Exaustão

Me sinto perdida, drenada.

Regiane Folter
4 min readMar 18, 2022

Me sinto sem energia. Quase não tenho forças para continuar indo em frente. Até porque não vejo nada no caminho, só neblina. Mesmo assim, continuo arrastando os pés um atrás do outro de forma maquinal. Entrei no piloto-automático que me caracteriza, que me faz avançar em meio a uma rotina sem graça, sem cor. Falta inspiração, sobra fordismo. Uma coisa depois da outra, repetindo, repetindo, sem parar. Exausta, mas sem parar.

Porque se paro, vou começar a pensar. A revisitar cada um daqueles sonhos que não alcancei. A lamentar as oportunidades perdidas.
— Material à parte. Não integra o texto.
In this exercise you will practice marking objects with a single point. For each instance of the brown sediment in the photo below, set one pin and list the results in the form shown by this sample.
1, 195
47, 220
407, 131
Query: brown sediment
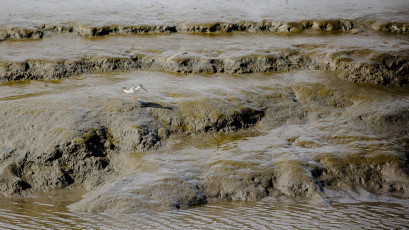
357, 65
334, 25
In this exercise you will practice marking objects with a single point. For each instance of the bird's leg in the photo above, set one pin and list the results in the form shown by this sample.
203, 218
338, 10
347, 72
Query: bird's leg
133, 102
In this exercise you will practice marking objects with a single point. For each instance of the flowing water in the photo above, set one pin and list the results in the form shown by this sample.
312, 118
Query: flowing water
49, 213
310, 116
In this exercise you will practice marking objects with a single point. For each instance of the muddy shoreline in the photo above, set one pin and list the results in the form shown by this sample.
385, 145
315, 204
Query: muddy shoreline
242, 111
380, 68
264, 26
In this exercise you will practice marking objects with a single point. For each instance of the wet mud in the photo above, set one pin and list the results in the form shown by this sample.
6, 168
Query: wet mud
244, 110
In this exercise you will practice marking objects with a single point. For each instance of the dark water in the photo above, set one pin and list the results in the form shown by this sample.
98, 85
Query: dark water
269, 214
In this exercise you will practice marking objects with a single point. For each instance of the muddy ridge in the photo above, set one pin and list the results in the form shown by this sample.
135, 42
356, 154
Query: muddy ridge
378, 68
340, 25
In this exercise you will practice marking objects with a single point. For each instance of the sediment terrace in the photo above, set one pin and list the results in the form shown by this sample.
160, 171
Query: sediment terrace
265, 26
380, 59
234, 111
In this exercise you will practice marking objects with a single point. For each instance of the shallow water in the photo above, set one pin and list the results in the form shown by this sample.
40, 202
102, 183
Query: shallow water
66, 46
22, 13
34, 213
189, 157
311, 113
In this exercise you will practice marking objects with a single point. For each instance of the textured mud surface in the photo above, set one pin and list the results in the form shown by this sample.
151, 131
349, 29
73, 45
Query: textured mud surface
237, 108
194, 139
380, 59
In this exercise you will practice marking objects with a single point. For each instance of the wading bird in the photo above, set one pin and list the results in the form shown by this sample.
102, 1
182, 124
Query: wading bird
131, 90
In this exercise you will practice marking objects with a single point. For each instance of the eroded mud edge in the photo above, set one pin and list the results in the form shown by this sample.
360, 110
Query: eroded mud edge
337, 25
375, 68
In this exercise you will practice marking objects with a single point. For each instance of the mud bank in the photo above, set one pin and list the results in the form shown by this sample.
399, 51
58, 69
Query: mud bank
357, 65
233, 138
265, 26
A chorar pelo leite derramado. E tenho mais medo do arrependimento do que do cansaço. Então sigo andando, mesmo sem saber pra onde vou.
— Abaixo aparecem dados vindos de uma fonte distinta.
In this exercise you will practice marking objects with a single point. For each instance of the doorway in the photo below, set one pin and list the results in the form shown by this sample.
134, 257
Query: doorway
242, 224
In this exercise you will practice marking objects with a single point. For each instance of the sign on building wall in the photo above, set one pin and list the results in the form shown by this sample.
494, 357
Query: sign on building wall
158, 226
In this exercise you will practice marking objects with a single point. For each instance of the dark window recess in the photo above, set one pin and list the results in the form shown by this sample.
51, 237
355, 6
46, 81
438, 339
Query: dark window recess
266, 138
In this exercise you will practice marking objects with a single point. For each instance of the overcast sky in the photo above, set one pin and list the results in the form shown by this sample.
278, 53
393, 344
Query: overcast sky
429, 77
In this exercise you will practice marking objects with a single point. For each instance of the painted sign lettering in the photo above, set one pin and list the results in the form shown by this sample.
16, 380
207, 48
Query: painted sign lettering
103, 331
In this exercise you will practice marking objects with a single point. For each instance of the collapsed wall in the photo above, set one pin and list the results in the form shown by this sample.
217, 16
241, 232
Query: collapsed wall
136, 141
Às vezes desistir parece uma boa ideia. Já não tive o suficiente? Já não cheguei ao fundo do poço? Não será hora de deixar tudo pra lá e descansar? Mas falo de descansar de verdade. Desligar tudo, até o cérebro. Fecho os olhos por um segundo, sem parar de caminhar. A escuridão dos meus olhos fechados é mais acalentadora que o ar cinzento ao meu redor. Tropeço, quase caio. Melhor abrir os olhos. Não quero me esborrachar no chão — era o que faltava! Então percebo que não cheguei no fundo do poço. Sempre há algo que poderia ser pior. Sempre pode piorar.

Ou melhorar.

O pensamento surge espontâneo dentro de mim. Me espanto, porque há muito tempo não penso algo assim, otimista. Nem consigo me lembrar da última vez que me senti positiva. A neblina que envolve o mundo exterior é a mesma neblina que preenche minha mente. Nos últimos tempos tenho vivido entorpecida, apagada, sem muito controle ou força de vontade. Repetindo, repetindo, sem parar. Mas aquele pensamento novo acende uma luz em minha cabeça e me apego a ele com as poucas forças que me restam, como uma mariposa atraída por uma lâmpada. Poderia melhorar. É uma possibilidade, não é?
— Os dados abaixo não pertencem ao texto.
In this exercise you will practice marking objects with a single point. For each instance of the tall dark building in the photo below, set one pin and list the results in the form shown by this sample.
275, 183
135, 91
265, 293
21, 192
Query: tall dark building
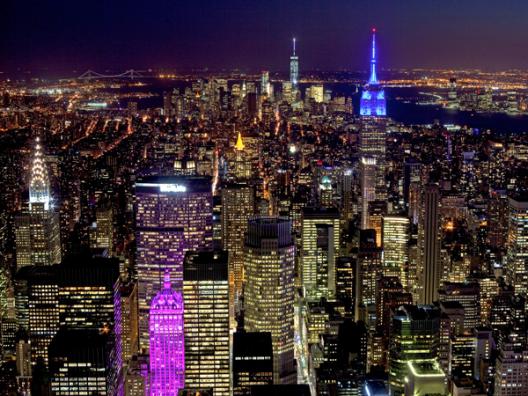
252, 361
430, 240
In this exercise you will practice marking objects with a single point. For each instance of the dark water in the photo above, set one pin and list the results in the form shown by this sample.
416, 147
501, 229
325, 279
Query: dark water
399, 110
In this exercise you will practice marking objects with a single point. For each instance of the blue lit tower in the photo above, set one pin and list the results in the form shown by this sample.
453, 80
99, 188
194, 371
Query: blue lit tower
373, 97
294, 67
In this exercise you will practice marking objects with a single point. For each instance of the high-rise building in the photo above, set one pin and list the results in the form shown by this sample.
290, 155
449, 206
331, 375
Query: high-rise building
395, 251
373, 101
517, 256
294, 67
511, 369
88, 293
369, 271
37, 228
206, 322
129, 321
238, 203
167, 345
81, 363
414, 338
37, 302
320, 232
252, 361
173, 215
269, 253
368, 172
430, 242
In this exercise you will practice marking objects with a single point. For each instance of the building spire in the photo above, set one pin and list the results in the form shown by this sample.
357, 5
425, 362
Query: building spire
239, 144
39, 190
373, 78
166, 279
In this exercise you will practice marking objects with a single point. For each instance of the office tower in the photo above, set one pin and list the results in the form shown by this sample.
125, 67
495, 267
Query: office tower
498, 219
206, 321
376, 210
395, 252
88, 293
241, 164
37, 228
265, 85
390, 296
238, 203
252, 361
368, 172
414, 338
345, 267
411, 174
462, 354
102, 230
510, 371
467, 295
294, 67
173, 215
129, 321
372, 144
81, 363
37, 302
517, 256
369, 271
425, 378
320, 233
430, 244
373, 96
269, 253
167, 345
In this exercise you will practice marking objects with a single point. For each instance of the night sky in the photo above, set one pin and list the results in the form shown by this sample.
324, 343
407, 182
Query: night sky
58, 36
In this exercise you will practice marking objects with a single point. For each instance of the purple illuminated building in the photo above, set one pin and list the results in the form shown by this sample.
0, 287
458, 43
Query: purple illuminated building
173, 215
167, 345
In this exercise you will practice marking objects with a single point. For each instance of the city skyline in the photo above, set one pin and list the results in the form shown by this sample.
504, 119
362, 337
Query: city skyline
57, 39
Penso que poderia parar de caminhar, me sentar tranquilamente e encarar aqueles pensamentos assustadores. Enfrentar meus dragões de uma vez por todas. Quem sabe assim eles param de me atormentar? Então faço isso. Lentamente, me sento no chão, como fazia quando era criança.

No começo, é difícil. Me concentro nas vozes amargas que carrego dentro de mim. Elas me culpam pela inércia, pela falta de propósito.

Desdenham da minha caminhada sem fim, sem rumo. Me dizem que deixei de lado o que era realmente importante e me entreguei, que me deixei levar e me esqueci do que queria para mim e para o mundo. Me acusam de ter me tornado um robô.

Elas falam e falam e falam e de repente se calam. Terminaram seu discurso e seu silêncio me enche de alívio. Meu rosto marcado pelas lágrimas relaxa pela primeira vez em séculos. Quando uma nova voz surge, reconheço compaixão nela. Ela me diz que, embora não possa voltar atrás e mudar as decisões que já tomei, ainda tenho tempo para fazer novas escolhas daqui pra frente. Percebo, surpresa, que essa voz soa igual às vozes irritadas de antes; e que todas elas soam como a minha.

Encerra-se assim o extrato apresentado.